The Peronist Party connection is particularly important given that piquetero groups have acquired a hierarchical structure, where benefits are shared from the top down, and in many cases the heads of the movements serve as intermediaries for the distribution of government welfare subsidies, from which each member of the piquetero organization must discount a small sum to support the logistics of the protests, the hiring and maintenance of assembly facilities, etc. Welfare subsidies come for example under the forms of Planes Trabajar, which consist in 20 hours per week "contracts" used by public institutions and paid 150 pesos (less than US$50) a month.

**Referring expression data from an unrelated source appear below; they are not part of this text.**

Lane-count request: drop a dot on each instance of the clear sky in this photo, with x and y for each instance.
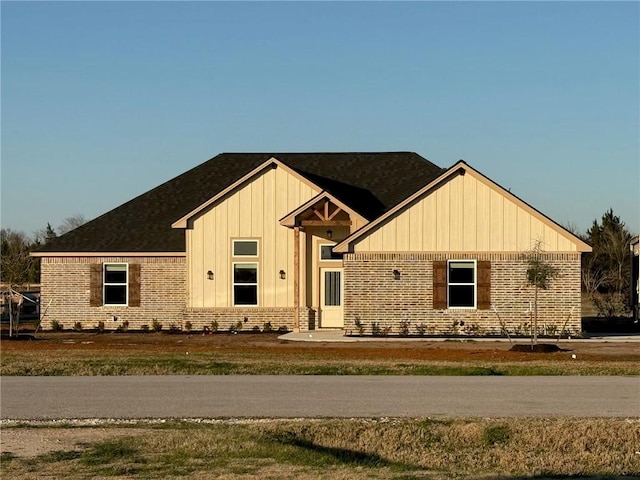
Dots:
(102, 101)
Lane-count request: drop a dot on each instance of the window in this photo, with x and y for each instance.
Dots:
(461, 284)
(245, 274)
(115, 283)
(327, 253)
(245, 284)
(245, 248)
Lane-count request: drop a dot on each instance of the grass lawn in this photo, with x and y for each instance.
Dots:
(406, 449)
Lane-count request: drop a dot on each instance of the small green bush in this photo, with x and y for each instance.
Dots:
(421, 329)
(156, 326)
(359, 326)
(496, 434)
(404, 328)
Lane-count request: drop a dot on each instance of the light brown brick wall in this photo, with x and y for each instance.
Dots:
(65, 293)
(373, 295)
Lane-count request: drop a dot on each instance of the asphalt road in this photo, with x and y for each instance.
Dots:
(32, 398)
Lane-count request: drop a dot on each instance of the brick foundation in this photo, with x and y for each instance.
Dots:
(249, 318)
(372, 294)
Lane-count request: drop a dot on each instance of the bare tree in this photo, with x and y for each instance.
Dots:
(540, 274)
(16, 264)
(71, 223)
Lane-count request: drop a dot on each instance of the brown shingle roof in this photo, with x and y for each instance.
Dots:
(370, 183)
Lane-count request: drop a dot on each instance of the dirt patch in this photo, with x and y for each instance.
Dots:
(251, 344)
(537, 348)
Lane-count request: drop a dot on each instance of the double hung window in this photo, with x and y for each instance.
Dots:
(327, 254)
(245, 272)
(115, 283)
(461, 283)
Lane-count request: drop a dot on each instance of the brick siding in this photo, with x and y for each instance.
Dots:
(66, 291)
(372, 294)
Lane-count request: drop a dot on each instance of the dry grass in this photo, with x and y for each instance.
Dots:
(356, 448)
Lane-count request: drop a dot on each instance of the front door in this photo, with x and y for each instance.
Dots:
(331, 293)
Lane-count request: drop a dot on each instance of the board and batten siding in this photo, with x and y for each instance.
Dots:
(464, 214)
(251, 211)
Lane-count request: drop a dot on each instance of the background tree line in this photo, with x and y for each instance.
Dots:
(606, 271)
(17, 267)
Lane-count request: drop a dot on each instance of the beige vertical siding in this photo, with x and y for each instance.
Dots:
(251, 211)
(465, 214)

==Criticism and fragmentation==
Criticism towards piqueteros and MTDs comes from three sides: middle-class Argentinians, right-wing political actors, and piqueteros themselves. Among the decimated, but still numerous, Argentine middle class, the common criticism is that piqueteros, while morally and legally entitled to protest and demonstrate, should not do so by blocking important roads and streets, since this violates other people's right to circulate freely and often results in delays (from the relatively trivial problem of arriving home later after work, to the very serious of ambulances with critical patients being stopped by a picket). The so-called "violent" attitude of some piqueteros, who cover their faces with scarfs or handkerchiefs, as a claimed form of protection against police retaliation, and who wield sticks, can be interpreted as a visible threat towards passers-by and police; this is usually pointed out as proof. On occasion, critics can become violent as well, when faced with a picket. So, people who criticize the piqueteros may agree with the need to provide relief for the poor and unemployed, but disagree on the form of the demands.

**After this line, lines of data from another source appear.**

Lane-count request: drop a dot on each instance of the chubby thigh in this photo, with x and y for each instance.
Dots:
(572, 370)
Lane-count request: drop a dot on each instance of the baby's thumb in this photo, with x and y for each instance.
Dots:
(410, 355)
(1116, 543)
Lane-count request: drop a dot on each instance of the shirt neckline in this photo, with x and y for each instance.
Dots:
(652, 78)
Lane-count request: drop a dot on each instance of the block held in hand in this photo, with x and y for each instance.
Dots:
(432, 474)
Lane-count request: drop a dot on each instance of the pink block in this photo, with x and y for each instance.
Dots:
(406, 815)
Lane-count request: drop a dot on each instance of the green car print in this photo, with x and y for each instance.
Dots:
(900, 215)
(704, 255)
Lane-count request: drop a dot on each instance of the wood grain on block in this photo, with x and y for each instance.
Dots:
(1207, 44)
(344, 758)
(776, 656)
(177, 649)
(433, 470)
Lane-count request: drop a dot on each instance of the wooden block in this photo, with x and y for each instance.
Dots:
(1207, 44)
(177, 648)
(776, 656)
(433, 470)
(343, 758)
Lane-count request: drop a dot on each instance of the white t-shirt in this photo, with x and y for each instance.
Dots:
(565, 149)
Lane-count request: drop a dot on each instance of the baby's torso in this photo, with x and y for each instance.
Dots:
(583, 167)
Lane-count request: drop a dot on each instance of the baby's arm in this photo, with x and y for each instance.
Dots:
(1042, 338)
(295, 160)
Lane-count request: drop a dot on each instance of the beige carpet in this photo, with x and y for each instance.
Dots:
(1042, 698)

The political right, speaking mainly through politicians and journalists, but resonating with many other Argentinians, overtly or covertly equates piqueteros with criminals. Violent incidents with piqueteros have ended up with people wounded, cars and houses damaged, etc. Even non-violent blockades are formally illegal, if they cause serious disruption. Occupation of state and private buildings, including supermarkets and casinos, followed by demands of money and food supplies, has also occurred in the recent past. People advocating the application of the law against blockades request that the government outlaw the protests and suppress them, using violent means if necessary; however, most pickets end without violence. Former President Mauricio Macri has even disparagingly called piqueteros as "orcs". Piqueteros themselves have become fragmented. The movements supported by leftist parties, as well as the independent ones, criticize piquetero leaders, who have chosen to support the national Kirchner administration (which is viewed by them as a relatively progressive government). In turn, the left-wing piqueteros are portrayed by the others as representatives of an unproductive, non-constructive radical opposition, sometimes encouraging violent action.